Six months -- six-and-a-half, more like. Half a year, a little more. (And things that seem impossible, improbable...well, what is reality, anyway, really?)
You are a kaleidoscope; we are bits of colored glass and intricacies and glinting mirrors. Things are real and not-real in the same place, same time. Same breath.
I spilled boiling water on my hand, making you coffee, and the pain was exquisite; it was a living thing, it was a door that opened up and sucked me in and shut hard behind me. For a week my hand was like some off-kilter prop, some unreal thing used to frighten children, but then, two weeks later (and I pick at it, even though I shouldn't, but it actually seemed to make things better, faster) it looks like a normal human hand once more. Pinker than it should be, slightly wrong, but something recognizable as part of me. There is a certain resilience, sometimes, in certain situations, places, moments, that surprises, even if it shouldn't.

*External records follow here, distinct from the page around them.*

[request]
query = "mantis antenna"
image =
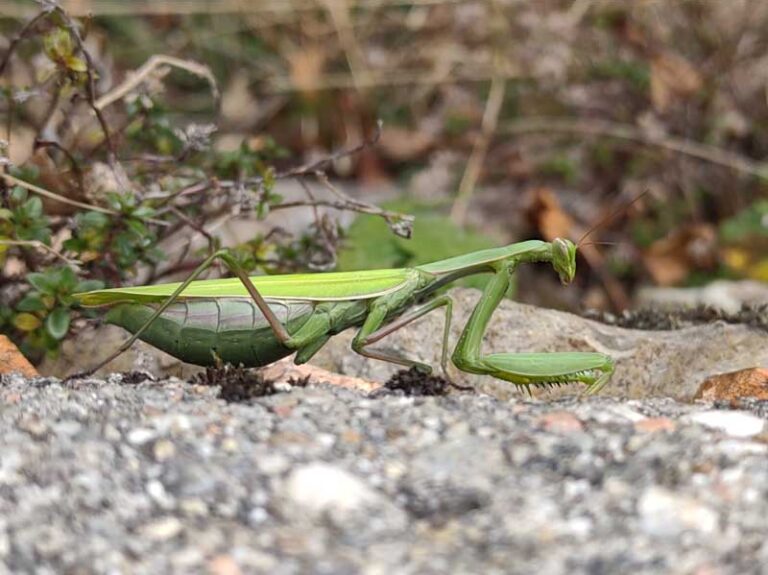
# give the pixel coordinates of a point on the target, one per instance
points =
(610, 216)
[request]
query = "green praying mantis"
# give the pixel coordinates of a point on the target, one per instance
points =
(255, 321)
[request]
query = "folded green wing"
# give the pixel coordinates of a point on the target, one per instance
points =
(309, 287)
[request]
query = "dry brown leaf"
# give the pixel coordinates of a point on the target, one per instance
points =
(402, 145)
(12, 360)
(553, 222)
(548, 215)
(671, 259)
(672, 77)
(752, 382)
(307, 68)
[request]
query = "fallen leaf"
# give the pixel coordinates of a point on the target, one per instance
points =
(671, 259)
(672, 77)
(12, 360)
(751, 382)
(402, 145)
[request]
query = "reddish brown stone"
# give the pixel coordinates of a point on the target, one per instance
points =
(11, 360)
(751, 382)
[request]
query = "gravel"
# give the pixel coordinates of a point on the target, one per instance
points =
(103, 477)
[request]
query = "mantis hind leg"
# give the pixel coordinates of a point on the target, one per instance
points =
(278, 328)
(374, 329)
(524, 369)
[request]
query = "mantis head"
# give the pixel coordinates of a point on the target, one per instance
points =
(564, 259)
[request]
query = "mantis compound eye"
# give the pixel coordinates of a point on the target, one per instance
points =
(564, 259)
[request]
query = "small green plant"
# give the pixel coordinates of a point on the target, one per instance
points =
(101, 192)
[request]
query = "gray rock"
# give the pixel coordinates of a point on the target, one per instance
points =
(334, 481)
(648, 363)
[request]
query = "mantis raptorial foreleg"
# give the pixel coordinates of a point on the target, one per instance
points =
(373, 331)
(594, 369)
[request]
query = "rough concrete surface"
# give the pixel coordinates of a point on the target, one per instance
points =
(109, 477)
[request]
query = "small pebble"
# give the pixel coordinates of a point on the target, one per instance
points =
(734, 423)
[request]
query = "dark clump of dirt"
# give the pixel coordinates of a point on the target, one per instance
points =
(412, 382)
(136, 377)
(679, 318)
(237, 384)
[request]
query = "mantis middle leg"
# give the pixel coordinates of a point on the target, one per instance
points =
(374, 329)
(524, 369)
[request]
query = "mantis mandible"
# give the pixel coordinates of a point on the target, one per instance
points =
(255, 321)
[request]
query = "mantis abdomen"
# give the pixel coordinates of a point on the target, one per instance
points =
(208, 332)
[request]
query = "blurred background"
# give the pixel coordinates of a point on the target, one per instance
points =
(255, 124)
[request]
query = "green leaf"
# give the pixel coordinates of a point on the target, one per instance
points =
(31, 302)
(58, 45)
(26, 322)
(57, 323)
(67, 280)
(88, 285)
(42, 282)
(76, 64)
(33, 208)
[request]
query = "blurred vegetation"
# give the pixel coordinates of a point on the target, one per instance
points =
(543, 118)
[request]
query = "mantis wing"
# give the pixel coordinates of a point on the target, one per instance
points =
(334, 286)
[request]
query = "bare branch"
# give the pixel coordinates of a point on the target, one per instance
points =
(605, 129)
(150, 66)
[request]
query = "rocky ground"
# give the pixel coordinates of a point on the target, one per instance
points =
(113, 476)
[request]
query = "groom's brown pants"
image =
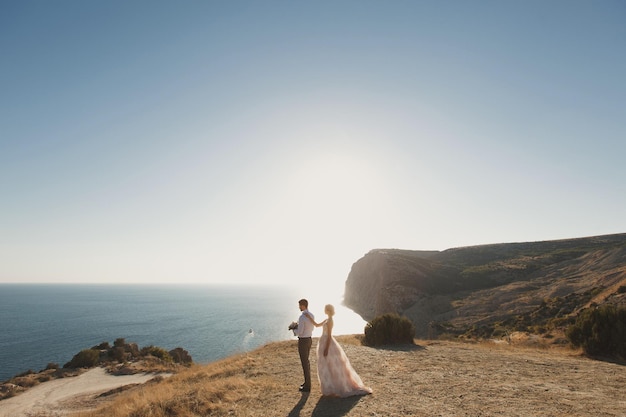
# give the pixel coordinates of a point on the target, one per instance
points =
(304, 349)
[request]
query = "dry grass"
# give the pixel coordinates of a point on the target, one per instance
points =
(432, 378)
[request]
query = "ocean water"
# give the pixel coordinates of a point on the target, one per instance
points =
(40, 324)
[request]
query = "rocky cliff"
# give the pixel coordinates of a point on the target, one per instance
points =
(533, 286)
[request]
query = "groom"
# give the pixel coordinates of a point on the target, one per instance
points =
(304, 333)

There are things I have let go, and in doing so, they have let me go, too, and some small part of me wishes -- maybe (but it's hard to tell, sometimes, so maybe not) -- that I missed them, that I wanted...what? But the more solid reality (whatever that might be) is that I don't, I haven't, I don't think I will. And that, too, surprises, although I might not know why it should. (Like this place, which, when it was empty was some kind of halfway-refuge, maybe, and then it got so crowded that I found it hard to breathe at times, but now it is so much closer to empty than filled again, and there is something that tastes almost like relief at that, though it's tied up in all kinds of other things and not as simple as it might sometimes feel, or as it ought to be.)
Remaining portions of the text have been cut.